History

Early machines were controlled by means of mechanical devices like cams, gears, levers etc. As the complexity grew, it was needed to have more sophisticated control systems. These systems were developed to operate with electrical power and contained wired relays and switches/contacts as control elements. In the 1960s and 1970s electromechanical relays, timers, counters, and sequencers were the industrial standard. Many control panels contained hundreds of electromechanical devices and, in some cases, a mile or more wires.

These control elements were wired as required to provide control logic necessary for the particular type of machine operation. Hardwired relays and switch logic was cumbersome and time consuming to modify. Wiring had to be removed and replaced to implement a new control scheme. One more negative aspect of this electromechanical control was low reliability in contrast to extremely high maintenance cost to keep this machine operative.

A new more versatile means of controlling this equipment and modifying the control circuitry was needed. Instead of achieving the desired control or automation through physical wiring of control devices, in a new controller it was achieved through a program or software and it was referred to as a programmable controller, abbreviated as PC. To differentiate it from a personal computer, also abbreviated as PC, the new controller is now referred to as programmable logic controller – PLC.

The first commercially successful PLC was developed in 1969 by Bedford Associates (Bedford, MA) MODICON for General Motors hydramatic division. Through the late 1970s, improvements were made in PLC programs to make them somewhat user friendly. In 1972, with the introduction of the microprocessor chip, the computer power for all kinds of automation systems increased and lowered the computing cost. Robotics, automation devices and computers of all types, including the PLC consequently underwent many improvements. PLC programs written in high level language become more understandable to more people and PLCs become more affordable.

Programmable Logic Controller

Definition

A programmable logic controller is currently defined by the NEMA (National Electrical Manufacturers Association) as a “Digital electronic device that uses the programmable memory to store instructions and to implement specific functions such as logic, sequence, timing, counting and arithmetic operations to control machines and processes.”

Older PLCs were capable of handling only discrete inputs and outputs (i.e. ON-OFF type signals), while today’s system can accept and generate analog voltages and currents as well as a wide range of voltage levels and pulsed signals. Its purpose is to monitor crucial process parameters and adjust process operations accordingly.

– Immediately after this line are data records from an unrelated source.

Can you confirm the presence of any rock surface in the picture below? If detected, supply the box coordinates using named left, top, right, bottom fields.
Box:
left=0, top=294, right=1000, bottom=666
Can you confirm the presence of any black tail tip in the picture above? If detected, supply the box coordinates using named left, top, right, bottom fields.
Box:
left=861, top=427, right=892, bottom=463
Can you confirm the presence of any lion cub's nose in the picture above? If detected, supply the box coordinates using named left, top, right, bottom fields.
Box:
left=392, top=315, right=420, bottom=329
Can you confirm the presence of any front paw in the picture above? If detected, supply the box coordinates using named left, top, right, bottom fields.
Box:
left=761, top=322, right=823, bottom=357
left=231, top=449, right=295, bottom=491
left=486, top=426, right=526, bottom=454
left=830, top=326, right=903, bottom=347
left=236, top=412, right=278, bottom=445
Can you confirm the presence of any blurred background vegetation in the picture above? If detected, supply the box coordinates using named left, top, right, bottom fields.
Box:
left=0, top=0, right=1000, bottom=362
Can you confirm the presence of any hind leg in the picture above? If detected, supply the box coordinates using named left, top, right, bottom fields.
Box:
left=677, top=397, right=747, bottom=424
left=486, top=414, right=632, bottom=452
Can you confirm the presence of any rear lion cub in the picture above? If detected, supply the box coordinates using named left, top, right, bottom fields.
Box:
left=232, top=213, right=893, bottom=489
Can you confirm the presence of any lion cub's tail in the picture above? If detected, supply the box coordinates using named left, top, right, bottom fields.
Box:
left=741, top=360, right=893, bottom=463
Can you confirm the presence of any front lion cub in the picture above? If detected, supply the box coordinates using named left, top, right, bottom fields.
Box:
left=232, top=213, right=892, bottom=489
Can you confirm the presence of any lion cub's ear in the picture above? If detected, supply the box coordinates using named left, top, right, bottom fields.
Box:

The PLC is basically a programmed interface between the field input devices like push-buttons, limit switches, sensors etc. and final control elements like actuators - motors, solenoids, valve dampers, drivers - or status indicating output devices like lamps, LEDs, hooters etc.

➤ CPU (Central Processing Units)

• The central processing unit, the brain of the system, is the control portion of the PLC. It has three sub-parts:

1. Power Supply:-

• The power supply provides power to the memory system, processor and I/O Modules.

• It converts the higher level AC line Voltage to various operational DC values for electronic circuitry.

• It filters and regulates the DC voltages to ensure proper computer operations.

2. Processor:-

• The processor, the heart of the CPU is the computerized part of the CPU in the form of Microprocessor / Microcontroller chip.

• It supervises all operations in the system and performs all tasks necessary to fulfill the PLC function.

• It reads the information i.e status of externally connected input devices with input module.

• It stores this information in memory for later use.

• It carries out mathematical and logic operations as specified in the application program.

• After solving the user's program, it writes the result values in the memory.

• It sends data out to external devices like output modules, so as to actuate field hardware.

• It performs peripheral and external device communication.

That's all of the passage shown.